Quanto o processo de número 8011099-41.2022.8.05.0001, da associada Z.S.D.H., que trata de aposentadoria, o Estado foi condenado a pagar indenização equivalente a 178 dias de remuneração da parte associada, por conta da demora na concessão da aposentadoria que representam R$49.182,23 (quarenta e nove mil, cento e oitenta e dois reais e vinte e três centavos), determinando ainda que sejam incluídas na base de cálculo todas as verbas de caráter permanente, com base na última remuneração do servidor em atividade, respeitado o teto dos juizados especiais.
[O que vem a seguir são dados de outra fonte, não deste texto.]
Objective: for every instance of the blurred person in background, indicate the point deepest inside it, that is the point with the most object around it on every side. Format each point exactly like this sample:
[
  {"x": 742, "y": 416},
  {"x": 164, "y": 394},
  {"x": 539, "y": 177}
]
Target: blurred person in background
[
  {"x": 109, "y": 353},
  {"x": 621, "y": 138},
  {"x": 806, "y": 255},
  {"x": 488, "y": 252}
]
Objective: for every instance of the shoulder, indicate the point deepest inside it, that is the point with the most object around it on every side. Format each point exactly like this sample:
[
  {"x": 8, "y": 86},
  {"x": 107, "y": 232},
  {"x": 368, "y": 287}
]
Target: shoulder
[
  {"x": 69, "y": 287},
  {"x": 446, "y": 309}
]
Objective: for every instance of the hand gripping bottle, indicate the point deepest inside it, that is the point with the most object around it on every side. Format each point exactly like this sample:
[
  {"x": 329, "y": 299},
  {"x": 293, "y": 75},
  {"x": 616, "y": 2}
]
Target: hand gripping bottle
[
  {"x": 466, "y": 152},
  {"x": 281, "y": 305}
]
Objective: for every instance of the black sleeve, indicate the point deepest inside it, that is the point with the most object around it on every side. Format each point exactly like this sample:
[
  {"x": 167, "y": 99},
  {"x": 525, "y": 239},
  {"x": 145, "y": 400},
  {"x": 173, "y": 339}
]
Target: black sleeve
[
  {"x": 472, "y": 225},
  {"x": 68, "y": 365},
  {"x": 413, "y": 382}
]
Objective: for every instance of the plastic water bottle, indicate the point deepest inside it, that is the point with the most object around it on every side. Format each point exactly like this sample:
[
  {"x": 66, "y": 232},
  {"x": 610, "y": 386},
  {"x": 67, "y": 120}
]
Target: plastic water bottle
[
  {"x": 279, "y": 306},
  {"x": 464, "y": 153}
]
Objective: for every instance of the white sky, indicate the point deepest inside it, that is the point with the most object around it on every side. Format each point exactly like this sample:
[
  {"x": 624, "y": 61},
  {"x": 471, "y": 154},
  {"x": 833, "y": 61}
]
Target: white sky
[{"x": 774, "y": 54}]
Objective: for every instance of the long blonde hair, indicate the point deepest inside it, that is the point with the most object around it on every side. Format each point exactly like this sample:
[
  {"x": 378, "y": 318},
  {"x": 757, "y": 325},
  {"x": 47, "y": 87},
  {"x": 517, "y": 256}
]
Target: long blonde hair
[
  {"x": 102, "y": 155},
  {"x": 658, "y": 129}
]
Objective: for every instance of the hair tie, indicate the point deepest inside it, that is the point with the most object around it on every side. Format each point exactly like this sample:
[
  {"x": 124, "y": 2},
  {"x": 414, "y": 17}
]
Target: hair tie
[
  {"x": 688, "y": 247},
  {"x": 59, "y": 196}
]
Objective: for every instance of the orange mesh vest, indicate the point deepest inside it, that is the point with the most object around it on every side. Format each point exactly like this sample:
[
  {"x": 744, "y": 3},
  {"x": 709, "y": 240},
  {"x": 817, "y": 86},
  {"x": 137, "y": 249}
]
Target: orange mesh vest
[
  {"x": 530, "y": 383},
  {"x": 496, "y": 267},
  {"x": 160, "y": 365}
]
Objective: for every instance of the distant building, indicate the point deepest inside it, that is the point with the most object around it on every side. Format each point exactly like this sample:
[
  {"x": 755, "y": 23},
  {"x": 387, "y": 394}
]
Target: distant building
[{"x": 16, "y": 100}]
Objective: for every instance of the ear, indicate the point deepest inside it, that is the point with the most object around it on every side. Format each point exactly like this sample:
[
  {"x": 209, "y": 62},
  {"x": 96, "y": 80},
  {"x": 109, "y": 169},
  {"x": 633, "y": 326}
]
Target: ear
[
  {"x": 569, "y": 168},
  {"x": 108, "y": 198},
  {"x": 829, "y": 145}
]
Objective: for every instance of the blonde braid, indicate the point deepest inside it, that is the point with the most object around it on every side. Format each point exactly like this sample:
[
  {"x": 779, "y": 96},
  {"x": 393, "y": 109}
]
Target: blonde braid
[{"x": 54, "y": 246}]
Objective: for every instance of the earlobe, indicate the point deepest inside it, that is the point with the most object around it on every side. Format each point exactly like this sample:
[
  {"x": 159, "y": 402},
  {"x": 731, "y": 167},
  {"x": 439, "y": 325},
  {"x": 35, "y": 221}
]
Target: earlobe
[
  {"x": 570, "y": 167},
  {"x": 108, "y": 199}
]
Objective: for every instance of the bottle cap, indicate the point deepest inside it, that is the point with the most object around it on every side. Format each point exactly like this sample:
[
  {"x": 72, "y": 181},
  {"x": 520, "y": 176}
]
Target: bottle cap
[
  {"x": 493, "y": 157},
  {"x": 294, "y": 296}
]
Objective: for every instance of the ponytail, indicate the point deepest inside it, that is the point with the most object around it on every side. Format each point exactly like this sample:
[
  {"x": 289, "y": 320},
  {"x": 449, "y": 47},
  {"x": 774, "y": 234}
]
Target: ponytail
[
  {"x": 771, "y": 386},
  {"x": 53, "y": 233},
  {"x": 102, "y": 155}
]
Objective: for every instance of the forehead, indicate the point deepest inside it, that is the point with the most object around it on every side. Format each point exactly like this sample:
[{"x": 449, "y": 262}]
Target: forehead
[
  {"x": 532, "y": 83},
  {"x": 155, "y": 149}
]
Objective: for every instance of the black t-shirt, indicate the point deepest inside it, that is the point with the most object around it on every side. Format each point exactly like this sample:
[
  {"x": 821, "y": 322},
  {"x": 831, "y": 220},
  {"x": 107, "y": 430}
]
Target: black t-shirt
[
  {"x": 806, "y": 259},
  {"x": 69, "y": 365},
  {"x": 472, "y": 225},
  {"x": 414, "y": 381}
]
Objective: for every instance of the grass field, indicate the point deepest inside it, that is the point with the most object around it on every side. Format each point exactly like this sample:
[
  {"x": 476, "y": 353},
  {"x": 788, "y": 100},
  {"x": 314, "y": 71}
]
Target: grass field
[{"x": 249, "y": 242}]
Sem incidência de Imposto de Renda.

O processo 8004490-76.2021.8.05.0001, da licença prêmio do filiado S.A.D.S., foi julgado procedente, em parte, condenando o Estado da Bahia ao pagamento do valor não indenizado correspondente à Licença Prêmio não gozadas no Período Aquisitivo de 25/04/1999 à 24/04/2004 e 25/04/2014 à 24/04/2019., sem a incidência do imposto de renda e da contribuição previdenciária.

Para E.X.S., que deu início ao  processo 8026366-56.2022.8.05.0000 em razão da pensão pós-morte, o desembargador deferiu, em parte, a liminar para determinar que as autoridades coatoras se abstenham de efetivar a suspensão, ou, caso já suspensa, providenciem o restabelecimento do benefício de pensão por morte da associada, percebido em decorrência do falecimento do seu cônjuge.

Quanto ao processo 8046214-94.2020.8.05.0001, de I.P.D.S., que tratava de promoção, foram julgados parcialmente procedentes os pedidos para declarar os efeitos funcionais e financeiros retroativos à data da promoção, qual seja 01/04/2014; e condenar o Estado da Bahia a pagar indenização por danos materiais, consistentes no pagamento dos valores pecuniários relativos a diferença dos proventos que deveriam ser auferidos pelo associado desde a data da efetiva promoção, devendo ser respeitada a prescrição de 5 anos.

Já para R.A.L., cujo processo 8062256-58.2019.8.05.0001 tratava da gratificação CET, a demanda foi julgada procedente para determinar a incorporação da gratificação CET no percentual de 125% aos proventos de aposentadoria do associado, bem como seja realizado o pagamento das parcelas retroativas, respeitada a prescrição quinquenal, também, submetido o valor apurado ao teto dos Juizados Especiais da Fazenda Pública.

O Departamento Jurídico do SINDPOC segue na defesa dos nossos associados e de seus direitos.